Taraflar arasındaki takibe konu miktar olan ücretin davacı tarafça ispatlandığı anlaşılmış alacağın faturaya bağlı olması nedeniyle belirli likid olduğu kanaatine varılmış kabul edilen asıl alacak miktarı olan 2.992,24 usd’nun takip tarihi olan 20/01/2022 tarihindeki ——oranı olan 13.4875 TL ile çarpılması sonucu oluşan 40.357,84 TL üzerinden hesaplanan %20 icra inkar tazminatının (8.071,57 TL) davalıdan alınarak davacıya verilmiştir —— Tarafların tacir olduğu ve alacağın yabancı para alacağı olduğu görülmekle ——–Esas sayılı takip dosyasına yapılan itirazın 2.992,24 usd üzerinden iptali ile kabul edilen asıl alacağa takip tarihinden itibaren 3095 sayılı kanunun 4/a maddesine göre faiz işletilerek takibin devamına karar verilmiştir. Vekalet ücreti ile harç hesaplaması ——Sayılı kararı doğrultusunda dava tarihindeki (14/04/2022) ——- oranı olan (14.6415) esas alınarak yapılmıştır.

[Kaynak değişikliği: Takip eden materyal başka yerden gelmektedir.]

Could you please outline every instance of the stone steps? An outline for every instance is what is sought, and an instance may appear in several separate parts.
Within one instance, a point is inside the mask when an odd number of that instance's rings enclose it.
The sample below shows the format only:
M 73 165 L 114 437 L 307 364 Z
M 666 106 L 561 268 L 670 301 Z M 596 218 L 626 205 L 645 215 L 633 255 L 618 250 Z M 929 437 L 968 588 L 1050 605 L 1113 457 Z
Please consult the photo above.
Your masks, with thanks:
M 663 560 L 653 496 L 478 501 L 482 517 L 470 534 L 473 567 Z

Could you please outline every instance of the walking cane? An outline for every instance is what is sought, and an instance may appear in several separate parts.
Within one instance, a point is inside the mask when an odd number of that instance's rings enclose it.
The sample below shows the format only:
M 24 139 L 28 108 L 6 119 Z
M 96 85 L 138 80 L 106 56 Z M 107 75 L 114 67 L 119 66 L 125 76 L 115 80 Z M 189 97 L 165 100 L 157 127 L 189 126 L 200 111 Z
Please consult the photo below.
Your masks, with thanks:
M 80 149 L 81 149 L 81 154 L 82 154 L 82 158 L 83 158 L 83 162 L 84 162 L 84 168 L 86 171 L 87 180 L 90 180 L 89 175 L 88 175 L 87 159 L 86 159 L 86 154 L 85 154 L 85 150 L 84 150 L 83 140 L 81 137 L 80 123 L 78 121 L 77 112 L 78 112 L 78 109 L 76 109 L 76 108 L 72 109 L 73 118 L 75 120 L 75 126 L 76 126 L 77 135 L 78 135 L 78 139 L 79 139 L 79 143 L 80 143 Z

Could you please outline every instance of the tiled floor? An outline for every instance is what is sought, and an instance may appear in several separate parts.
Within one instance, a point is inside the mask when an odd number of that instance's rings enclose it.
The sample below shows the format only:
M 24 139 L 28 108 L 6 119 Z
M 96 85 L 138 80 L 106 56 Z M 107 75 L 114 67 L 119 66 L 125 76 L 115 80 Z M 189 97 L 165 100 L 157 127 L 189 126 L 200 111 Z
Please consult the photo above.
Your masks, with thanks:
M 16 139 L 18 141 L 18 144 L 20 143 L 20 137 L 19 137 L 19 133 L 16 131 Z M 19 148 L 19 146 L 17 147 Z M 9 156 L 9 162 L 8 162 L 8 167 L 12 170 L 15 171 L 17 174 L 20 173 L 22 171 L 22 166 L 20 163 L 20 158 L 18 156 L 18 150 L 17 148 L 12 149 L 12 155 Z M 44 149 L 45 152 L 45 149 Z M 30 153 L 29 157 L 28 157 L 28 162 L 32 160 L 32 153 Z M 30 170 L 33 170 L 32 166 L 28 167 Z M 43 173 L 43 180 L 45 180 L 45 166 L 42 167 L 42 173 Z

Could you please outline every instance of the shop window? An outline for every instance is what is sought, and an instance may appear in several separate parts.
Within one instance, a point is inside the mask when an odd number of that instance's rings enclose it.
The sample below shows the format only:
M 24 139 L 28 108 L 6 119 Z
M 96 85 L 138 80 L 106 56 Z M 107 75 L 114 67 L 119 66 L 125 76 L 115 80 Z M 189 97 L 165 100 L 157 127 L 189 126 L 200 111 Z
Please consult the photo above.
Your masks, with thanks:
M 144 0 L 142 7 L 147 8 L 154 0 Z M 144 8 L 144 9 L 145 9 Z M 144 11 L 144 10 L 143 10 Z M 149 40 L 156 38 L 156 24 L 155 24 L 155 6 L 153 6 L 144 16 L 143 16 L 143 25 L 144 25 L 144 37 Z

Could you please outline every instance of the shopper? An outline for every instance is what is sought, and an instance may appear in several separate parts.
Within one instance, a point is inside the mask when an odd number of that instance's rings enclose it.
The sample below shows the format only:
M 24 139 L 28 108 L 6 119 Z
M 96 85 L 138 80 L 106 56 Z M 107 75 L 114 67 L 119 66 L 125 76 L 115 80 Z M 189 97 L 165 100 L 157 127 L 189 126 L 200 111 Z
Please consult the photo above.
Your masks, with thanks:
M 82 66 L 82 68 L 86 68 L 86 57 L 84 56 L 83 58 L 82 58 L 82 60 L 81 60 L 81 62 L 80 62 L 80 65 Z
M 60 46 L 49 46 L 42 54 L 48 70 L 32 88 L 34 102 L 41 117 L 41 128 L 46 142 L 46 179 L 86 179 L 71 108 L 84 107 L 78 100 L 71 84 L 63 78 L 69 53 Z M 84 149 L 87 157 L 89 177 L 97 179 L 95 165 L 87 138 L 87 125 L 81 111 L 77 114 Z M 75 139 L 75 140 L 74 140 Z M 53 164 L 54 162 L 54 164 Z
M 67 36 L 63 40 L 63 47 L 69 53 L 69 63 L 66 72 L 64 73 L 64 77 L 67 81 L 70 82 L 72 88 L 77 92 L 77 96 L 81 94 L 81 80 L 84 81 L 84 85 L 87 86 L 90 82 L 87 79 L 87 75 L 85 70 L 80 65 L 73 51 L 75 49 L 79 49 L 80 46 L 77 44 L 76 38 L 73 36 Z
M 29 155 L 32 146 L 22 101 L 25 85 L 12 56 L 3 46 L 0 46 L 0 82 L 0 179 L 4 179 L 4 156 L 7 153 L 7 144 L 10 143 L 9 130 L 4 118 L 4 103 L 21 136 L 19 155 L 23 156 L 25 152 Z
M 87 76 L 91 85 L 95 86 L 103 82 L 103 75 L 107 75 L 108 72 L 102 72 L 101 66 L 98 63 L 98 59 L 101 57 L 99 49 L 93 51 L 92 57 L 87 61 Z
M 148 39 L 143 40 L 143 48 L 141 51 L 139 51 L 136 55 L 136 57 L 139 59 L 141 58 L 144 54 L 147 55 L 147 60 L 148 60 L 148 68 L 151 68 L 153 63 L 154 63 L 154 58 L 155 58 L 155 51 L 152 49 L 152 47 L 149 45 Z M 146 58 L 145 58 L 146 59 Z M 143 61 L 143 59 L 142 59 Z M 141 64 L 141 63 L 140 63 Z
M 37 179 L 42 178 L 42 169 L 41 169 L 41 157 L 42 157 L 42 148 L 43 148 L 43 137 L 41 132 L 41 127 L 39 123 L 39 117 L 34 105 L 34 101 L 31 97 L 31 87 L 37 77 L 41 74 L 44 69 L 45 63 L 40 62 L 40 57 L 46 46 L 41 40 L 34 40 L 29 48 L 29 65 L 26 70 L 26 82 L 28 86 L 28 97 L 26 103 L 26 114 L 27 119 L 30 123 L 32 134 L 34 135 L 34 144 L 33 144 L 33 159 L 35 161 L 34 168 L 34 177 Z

HÜKÜM:Gerekçesi yukarıda açıklandığı üzere;
1-Davanın KISMEN KABULÜNE; davalı tarafından ——sayılı icra takip dosyasına yapmış olduğu itirazın asıl alacak 2.992,24 usd alacağa takip tarihinden itibaren 3095 sayılı kanunun 4/a maddesine göre faiz işletilerek takibin DEVAMINA, fazlaya ilişkin talebin reddine,
2- 2.992,24 usd’nun takip tarihi olan 20/01/2022 tarihindeki——olan 13.4875 TL ile çarpılması sonucu oluşan 40.357,84 TL üzerinden hesaplanan %20 icra inkar tazminatının (8.071,57 TL) davalıdan alınarak davacıya verilmesine,
3-Hüküm altına alınan miktar üzerinden hesaplanan 2.985,95 TL harçtan, dava açılırken peşin olarak alınan 547,18 TL harcın mahsubu ile bakiye 2.438,77‬ TL karar harcının davalıdan tahsili ile hazineye irat kaydına,
4-Davacı tarafından yatırılan 80,70 TL başvuru harcı, 547,18 TL peşin harç toplamı 627,88‬ TL ile 3.213,50 TL ( Bilirkişi Ücreti, Tebligat Gideri, Müzekkere Gideri ve Dosya Masrafı) olmak üzere toplam 3.841,38‬ TL yargılama giderinden davanın kabul 0,99 ve red 0,01 oranına göre hesaplanan 3.802,96 TL’sinin davalıdan tahsili ile davacıya verilmesine, bakiyesinin davacı üzerinde bırakılmasına,
5-Davalı tarafından dava dosyasına yatırılan bir gider avansı bulunmadığından bu konuda karar verilmesine yer olmadığına,
6-Arabuluculuk ücreti 1.320,00 TL’nin kabul oranına 1.306,8‬0 TL’sinin göre davalıdan tahsili ile hazineye irat kaydına,
7-Arabuluculuk ücreti 1.320,00 TL’nin red oranına 13,2‬0 TL’sinin göre davacıdan tahsili ile hazineye irat kaydına,
8-Taraflarca dava dosyasına yatırılan gider avansından artan kısmın HMK. 333.maddesi gereğince karar kesinleştikten sonra yatırana iadesine,
9-Davacı davada kendisini vekil ile temsil ettirdiğinden karar tarihinde yürürlükte bulunan —— davalıdan tahsili ile davacıya verilmesine,
10-Davalı davada kendisini vekil ile temsil ettirdiğinden karar tarihinde yürürlükte bulunan ——uyarınca davanın reddedilen miktarı üzerinden hesaplanan—— davacıdan alınarak davalıya verilmesine,Dair, davacı vekilinin yüzüne karşı, davalı tarafın yokluğunda, reddelen miktarın kesinlik sınırının altında kalması nazara alınarak davanın reddedilen kısmı bakımından KESİN olarak; kabul edilen miktar bakımından kesinlik sınırının üstünde kalması nazara alınarak davanın kabul edilen kısmı bakımından gerekçeli kararın tebliğ tarihinden itibaren 2 hafta içerisinde——Bölge Adliye Mahkemesine istinaf yasa yolu açık olmak üzere verilen karar açıkça okunup anlatıldı.